Na natação, são disputadas provas de nado crawl (livre), costas, peito, borboleta e medley (prova com os quatro estilos). Para isso, os atletas são submetidos à classificação esportiva (funcional – para atletas com deficiência física –, visual e intelectual) para serem enquadrados em classes de disputa e, assim, poderem participar das competições.

Os atletas com menor grau de funcionalidade física podem realizar a largada de dentro da água, em vez de saltar do bloco, e/ou ter auxílio de um staff. Este por sua vez apenas auxilia o atleta na transferência da cadeira para o bloco ou o equilibra. É proibido qualquer tipo de impulso.

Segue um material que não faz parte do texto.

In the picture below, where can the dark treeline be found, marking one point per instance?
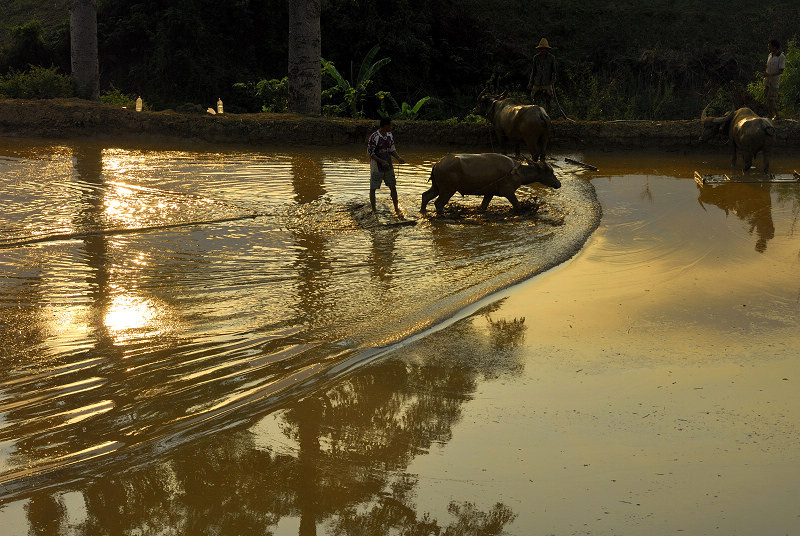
(662, 59)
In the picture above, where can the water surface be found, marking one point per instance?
(200, 341)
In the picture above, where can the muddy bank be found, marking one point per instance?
(60, 118)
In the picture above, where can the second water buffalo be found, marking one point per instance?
(516, 123)
(746, 131)
(487, 174)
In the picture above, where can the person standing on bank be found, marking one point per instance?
(776, 63)
(381, 149)
(543, 75)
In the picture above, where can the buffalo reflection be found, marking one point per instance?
(751, 203)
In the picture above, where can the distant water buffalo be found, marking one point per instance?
(517, 123)
(747, 132)
(487, 174)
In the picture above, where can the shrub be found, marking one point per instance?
(36, 83)
(272, 95)
(116, 97)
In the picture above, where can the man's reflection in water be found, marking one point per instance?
(382, 254)
(751, 203)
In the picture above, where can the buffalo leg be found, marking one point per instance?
(427, 197)
(442, 201)
(748, 160)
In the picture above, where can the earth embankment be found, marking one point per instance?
(66, 118)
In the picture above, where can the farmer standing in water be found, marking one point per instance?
(381, 149)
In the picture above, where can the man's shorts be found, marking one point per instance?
(771, 92)
(385, 176)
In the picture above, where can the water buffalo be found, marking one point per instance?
(746, 132)
(517, 123)
(487, 174)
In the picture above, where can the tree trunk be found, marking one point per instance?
(305, 50)
(83, 44)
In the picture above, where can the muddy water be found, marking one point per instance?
(226, 342)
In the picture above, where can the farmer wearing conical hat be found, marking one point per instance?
(543, 75)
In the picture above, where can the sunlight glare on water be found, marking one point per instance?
(156, 296)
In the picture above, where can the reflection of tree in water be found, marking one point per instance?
(343, 469)
(312, 263)
(751, 203)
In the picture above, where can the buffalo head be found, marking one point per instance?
(539, 172)
(485, 102)
(714, 126)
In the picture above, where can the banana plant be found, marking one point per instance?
(353, 93)
(411, 112)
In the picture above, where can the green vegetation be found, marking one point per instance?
(663, 59)
(37, 83)
(348, 98)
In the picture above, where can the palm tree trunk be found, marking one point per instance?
(305, 50)
(83, 44)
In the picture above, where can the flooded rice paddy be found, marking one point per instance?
(206, 341)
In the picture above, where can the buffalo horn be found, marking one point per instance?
(704, 114)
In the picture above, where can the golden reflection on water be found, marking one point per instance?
(146, 369)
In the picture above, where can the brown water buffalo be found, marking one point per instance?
(747, 132)
(517, 123)
(487, 174)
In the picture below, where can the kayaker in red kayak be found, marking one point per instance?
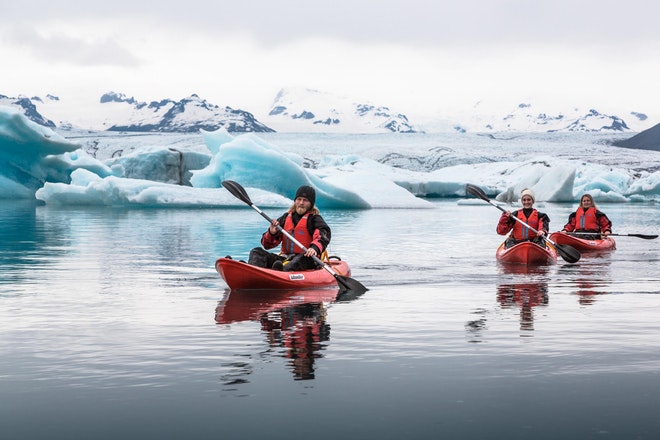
(302, 221)
(587, 218)
(529, 215)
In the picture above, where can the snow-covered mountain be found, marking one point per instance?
(528, 117)
(306, 110)
(29, 109)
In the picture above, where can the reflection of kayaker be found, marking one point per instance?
(300, 330)
(292, 320)
(526, 296)
(239, 306)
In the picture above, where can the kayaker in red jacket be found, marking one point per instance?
(302, 221)
(527, 214)
(587, 218)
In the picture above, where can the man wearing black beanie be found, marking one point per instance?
(302, 221)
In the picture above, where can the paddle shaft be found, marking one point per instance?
(644, 236)
(344, 282)
(567, 252)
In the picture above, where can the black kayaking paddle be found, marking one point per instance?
(568, 253)
(644, 236)
(345, 283)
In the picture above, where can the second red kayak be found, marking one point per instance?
(582, 244)
(528, 253)
(240, 275)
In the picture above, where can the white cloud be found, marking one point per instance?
(413, 55)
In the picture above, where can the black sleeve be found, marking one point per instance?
(324, 230)
(545, 220)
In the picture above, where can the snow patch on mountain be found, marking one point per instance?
(312, 111)
(528, 117)
(307, 110)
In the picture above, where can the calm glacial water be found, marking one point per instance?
(116, 325)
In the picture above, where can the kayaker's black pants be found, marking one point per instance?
(510, 241)
(294, 262)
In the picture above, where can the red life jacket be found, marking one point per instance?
(586, 220)
(299, 232)
(522, 232)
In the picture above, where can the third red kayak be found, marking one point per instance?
(584, 245)
(527, 252)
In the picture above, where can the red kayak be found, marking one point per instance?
(528, 253)
(582, 244)
(239, 275)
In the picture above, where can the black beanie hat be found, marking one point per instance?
(306, 192)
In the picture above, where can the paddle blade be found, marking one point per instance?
(568, 253)
(349, 284)
(476, 191)
(237, 191)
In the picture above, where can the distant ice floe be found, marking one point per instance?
(37, 163)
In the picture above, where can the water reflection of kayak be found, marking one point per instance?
(239, 306)
(583, 244)
(240, 275)
(527, 252)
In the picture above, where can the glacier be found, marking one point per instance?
(37, 163)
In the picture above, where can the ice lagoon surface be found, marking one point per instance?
(116, 325)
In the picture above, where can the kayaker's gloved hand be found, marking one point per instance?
(273, 228)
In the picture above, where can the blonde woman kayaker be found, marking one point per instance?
(587, 218)
(302, 221)
(529, 215)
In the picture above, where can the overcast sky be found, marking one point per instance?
(407, 54)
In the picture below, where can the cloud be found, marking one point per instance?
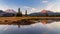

Já os nadadores com deficiência visual recebem o auxílio do tapper, por meio de um bastão com ponta de espuma e que sinaliza ao esportista a proximidade das bordas para que ele possa realizar a virada ou a chegada no término da prova. A largada também pode ser feita na água, no caso de atletas de classes mais baixas, que não conseguem sair do bloco.

No Brasil, a modalidade é administrada pelo Comitê Paralímpico Brasileiro (CPB) e, internacionalmente, pela WPS (World Para Swimming), braço do Comitê Paralímpico Internacional (IPC, sigla em inglês). A natação é a segunda modalidade em que o Brasil mais conquistou medalhas na história dos Jogos Paralímpicos com 125 pódios, atrás apenas do atletismo. O nadador Daniel Dias é o maior medalhista paralímpico brasileiro com 26 láureas, marca que também lhe rendeu o título de maior nadador paralímpico no masculino.